Create performance benchmarks for key `pgroll` features #408

andrew-farries · 2024-10-16T12:36:52Z

Gather benchmarks data for the following parts of pgroll:

Backfill duration - How long does it take to perform backfill operations on a table of some fixed size (say 10^7 rows)?
Effect of dual writes - What overhead do the up/down triggers incur on UPDATE heavy tables?
read_schema query performance - Benchmark the performance of the read_schema query, run on every DDL statement to capture 'inferred' migrations.
Persist results somewhere so we can see changes over time

Having these benchmarks in place would allow us to measure performance improvements over time and avoid regressions.
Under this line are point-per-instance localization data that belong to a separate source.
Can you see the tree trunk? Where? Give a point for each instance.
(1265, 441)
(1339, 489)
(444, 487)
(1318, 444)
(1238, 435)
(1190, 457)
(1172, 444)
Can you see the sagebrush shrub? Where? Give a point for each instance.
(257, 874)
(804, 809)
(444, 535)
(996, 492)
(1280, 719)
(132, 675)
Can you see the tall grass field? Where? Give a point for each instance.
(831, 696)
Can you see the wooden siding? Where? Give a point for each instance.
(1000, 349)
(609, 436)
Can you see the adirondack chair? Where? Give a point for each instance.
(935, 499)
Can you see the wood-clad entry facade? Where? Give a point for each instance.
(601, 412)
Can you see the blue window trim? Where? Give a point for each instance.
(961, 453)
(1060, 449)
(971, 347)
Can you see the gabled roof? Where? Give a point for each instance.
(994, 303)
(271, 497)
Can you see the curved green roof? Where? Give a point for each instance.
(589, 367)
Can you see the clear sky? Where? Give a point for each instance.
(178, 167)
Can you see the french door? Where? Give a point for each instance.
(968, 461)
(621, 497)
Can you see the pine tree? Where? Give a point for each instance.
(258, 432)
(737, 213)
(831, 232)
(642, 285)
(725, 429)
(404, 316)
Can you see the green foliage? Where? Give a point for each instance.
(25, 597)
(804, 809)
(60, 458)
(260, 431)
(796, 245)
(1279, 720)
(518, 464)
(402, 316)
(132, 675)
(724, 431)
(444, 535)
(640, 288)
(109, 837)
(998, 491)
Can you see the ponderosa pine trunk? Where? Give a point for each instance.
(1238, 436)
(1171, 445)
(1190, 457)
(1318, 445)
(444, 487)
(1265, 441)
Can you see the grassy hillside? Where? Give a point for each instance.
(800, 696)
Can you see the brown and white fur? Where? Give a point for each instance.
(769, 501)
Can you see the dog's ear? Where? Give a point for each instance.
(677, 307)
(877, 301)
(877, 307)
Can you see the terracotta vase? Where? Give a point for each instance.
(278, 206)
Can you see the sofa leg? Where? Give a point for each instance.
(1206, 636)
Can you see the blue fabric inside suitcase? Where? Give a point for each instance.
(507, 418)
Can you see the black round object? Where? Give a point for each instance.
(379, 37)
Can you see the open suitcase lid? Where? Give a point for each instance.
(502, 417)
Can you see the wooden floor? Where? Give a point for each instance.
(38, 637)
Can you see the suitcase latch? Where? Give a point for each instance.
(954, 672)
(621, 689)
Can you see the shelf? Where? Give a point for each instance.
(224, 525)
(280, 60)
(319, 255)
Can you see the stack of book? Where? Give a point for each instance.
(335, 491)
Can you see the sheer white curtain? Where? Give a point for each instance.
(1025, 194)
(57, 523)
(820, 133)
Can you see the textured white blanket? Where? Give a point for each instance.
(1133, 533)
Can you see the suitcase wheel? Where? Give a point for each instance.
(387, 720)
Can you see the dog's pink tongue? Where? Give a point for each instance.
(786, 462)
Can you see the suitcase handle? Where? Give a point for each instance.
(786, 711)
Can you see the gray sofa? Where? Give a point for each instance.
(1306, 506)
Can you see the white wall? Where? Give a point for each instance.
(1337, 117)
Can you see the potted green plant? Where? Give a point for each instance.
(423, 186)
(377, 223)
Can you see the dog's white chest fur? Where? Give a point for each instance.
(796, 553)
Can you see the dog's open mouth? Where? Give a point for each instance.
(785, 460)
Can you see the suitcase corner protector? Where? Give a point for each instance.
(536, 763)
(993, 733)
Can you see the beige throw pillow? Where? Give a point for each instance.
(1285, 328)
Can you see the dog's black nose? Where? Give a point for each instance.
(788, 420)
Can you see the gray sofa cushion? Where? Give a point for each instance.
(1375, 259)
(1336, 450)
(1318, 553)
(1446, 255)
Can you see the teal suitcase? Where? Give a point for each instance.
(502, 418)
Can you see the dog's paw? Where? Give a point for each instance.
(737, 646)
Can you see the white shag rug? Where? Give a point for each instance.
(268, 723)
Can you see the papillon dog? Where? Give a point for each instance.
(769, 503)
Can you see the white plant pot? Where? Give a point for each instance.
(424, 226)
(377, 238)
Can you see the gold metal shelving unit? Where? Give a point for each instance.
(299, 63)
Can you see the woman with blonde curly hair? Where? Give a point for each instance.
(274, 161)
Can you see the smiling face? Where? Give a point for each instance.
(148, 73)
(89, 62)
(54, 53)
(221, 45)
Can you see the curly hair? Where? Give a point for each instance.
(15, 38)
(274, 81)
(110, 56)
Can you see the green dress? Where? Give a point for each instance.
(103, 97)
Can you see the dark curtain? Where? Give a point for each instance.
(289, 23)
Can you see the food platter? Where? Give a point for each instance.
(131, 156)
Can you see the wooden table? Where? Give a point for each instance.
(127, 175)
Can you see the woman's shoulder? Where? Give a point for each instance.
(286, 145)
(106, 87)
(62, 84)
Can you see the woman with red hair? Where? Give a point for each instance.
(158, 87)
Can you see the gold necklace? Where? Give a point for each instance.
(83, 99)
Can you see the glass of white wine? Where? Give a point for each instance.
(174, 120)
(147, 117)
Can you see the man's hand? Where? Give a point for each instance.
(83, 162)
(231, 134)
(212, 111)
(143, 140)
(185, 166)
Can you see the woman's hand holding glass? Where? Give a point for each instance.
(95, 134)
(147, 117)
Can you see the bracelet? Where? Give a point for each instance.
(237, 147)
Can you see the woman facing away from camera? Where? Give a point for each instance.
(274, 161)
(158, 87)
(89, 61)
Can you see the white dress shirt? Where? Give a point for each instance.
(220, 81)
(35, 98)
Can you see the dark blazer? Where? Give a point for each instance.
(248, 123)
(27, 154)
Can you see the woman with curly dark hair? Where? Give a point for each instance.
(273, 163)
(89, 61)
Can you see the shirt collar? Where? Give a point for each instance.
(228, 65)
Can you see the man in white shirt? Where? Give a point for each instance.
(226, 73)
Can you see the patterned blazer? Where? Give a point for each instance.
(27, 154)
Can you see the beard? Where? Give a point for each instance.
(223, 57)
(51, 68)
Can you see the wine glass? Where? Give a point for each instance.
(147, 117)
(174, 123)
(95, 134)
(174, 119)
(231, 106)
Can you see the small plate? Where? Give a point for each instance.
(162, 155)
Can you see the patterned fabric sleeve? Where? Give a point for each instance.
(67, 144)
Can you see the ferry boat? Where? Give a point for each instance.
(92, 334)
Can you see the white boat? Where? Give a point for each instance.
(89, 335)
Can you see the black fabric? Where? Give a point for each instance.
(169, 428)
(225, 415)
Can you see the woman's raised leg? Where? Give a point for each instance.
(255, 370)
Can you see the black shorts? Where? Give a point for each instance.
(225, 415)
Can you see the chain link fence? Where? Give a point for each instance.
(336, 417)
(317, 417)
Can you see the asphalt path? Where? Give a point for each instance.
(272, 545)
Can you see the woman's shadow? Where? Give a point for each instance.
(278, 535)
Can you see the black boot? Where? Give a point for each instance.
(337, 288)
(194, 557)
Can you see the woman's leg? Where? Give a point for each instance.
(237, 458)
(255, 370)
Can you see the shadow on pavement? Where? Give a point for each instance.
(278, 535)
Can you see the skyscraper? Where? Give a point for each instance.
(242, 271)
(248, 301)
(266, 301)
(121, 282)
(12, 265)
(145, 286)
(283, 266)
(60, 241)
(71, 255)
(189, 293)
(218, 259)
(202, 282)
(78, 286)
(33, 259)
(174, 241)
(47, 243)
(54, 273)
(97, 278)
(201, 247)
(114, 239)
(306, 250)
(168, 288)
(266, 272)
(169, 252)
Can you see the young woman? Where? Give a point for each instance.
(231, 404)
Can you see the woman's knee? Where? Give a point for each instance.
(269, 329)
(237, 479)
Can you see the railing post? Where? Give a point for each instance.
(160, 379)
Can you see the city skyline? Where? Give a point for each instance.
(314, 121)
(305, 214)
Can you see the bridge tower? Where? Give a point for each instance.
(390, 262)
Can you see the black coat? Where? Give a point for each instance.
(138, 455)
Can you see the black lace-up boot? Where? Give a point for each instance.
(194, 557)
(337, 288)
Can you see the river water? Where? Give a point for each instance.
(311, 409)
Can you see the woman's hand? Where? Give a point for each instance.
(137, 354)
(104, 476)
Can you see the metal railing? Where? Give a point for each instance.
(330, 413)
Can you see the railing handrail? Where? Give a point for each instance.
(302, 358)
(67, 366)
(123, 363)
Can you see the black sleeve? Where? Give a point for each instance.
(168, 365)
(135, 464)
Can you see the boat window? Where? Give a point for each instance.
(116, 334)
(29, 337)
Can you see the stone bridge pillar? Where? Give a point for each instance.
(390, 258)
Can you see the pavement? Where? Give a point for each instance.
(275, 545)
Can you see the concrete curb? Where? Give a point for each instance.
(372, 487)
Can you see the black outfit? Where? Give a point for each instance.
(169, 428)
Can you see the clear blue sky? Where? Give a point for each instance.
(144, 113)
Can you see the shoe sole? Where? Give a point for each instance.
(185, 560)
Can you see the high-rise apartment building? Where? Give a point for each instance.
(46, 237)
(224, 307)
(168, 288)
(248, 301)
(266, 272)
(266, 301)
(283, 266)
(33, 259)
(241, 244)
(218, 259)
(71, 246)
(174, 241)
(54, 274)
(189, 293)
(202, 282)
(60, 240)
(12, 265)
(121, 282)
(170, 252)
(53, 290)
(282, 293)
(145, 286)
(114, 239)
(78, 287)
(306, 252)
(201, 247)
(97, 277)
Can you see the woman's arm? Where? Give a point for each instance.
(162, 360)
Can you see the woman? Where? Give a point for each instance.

The text was updated successfully, but these errors were encountered:

ryanslade · 2024-10-17T09:10:10Z

I'd like to have a go at this.

In a perfect world we'd probably want to run these against every commit, but I imagine they may take a while to run and I don't want to affect the velocity of getting things into main. Maybe a compromise is that we spin up an environment once a day and run the tests against all new commits?

Apart from actually writing the benchmarks, we need to decide on a few things:

How often do we run them? I suggest once a day as mentioned above
Where do we run them? I think we may want to spin up a dedicated environment in EC2 so that the results are consistent
Where do we store results? Ideally, since this is an open source project, we may want the results to be public. Perhaps we can upload results to a wiki / docs area in this repo?

Anything else?

andrew-farries · 2024-10-17T09:18:55Z

I think what you suggest is a good start. We want the benchmarks for a couple of reasons:

Guard against performance regressions
Have benchmarks available as part of the public documentation for the repository.

I suggest running the benchmarks as a separate workflow that is automatically run on changes to main and that can also be invoked manually on branches.

A consistent environment in terms of hardware and probably also software (maybe run the benchmarks in a container) is a must too.

Results could be uploaded to object storage and pulled from there into our docs.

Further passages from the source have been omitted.